Но было еще нечто большее: ей казалось, что ее сжавшееся было сердце расширилось, обретя свои обычные размеры, а потом начало расти как-то иначе – становиться легче, свежее, и она вдруг научилась относиться ко всему на свете просто и с юмором. Даже оспа в Копенгагене выглядела теперь не страшнее эпидемии чумы в старинной балладе. И такой же казалась вся ее собственная жизнь – все ее потери и несчастья были не более чем иллюзиями. События, идеи принимали новую форму, которую она наблюдала чисто умозрительно и как бы сквозь искажающее стекло.

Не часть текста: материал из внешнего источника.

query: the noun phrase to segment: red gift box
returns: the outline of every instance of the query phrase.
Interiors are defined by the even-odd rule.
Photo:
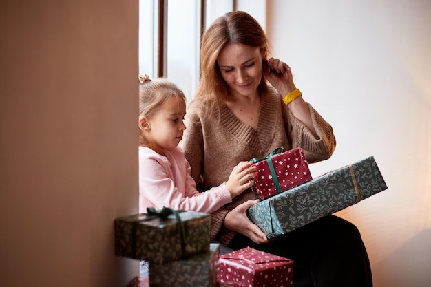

Впрочем, однажды ей уже довелось испытать нечто подобное. Первая встреча с тригонометрией, лет в двенадцать. Профессор Тыртов{126}, их сосед по имению, привез в Палибино свой новый учебник физики. Он надеялся, что книга заинтересует Василия Васильевича как артиллериста. Соня пробралась в отцовский кабинет и открыла ее на разделе «Оптика». Начала читать и рассматривать рисунки, и ей показалось, что она почти все понимает. Она еще не имела представления о синусах и косинусах и взяла вместо синуса хорду – а для малых углов эти величины почти совпадают друг с другом. Так ей открылся новый прекрасный язык.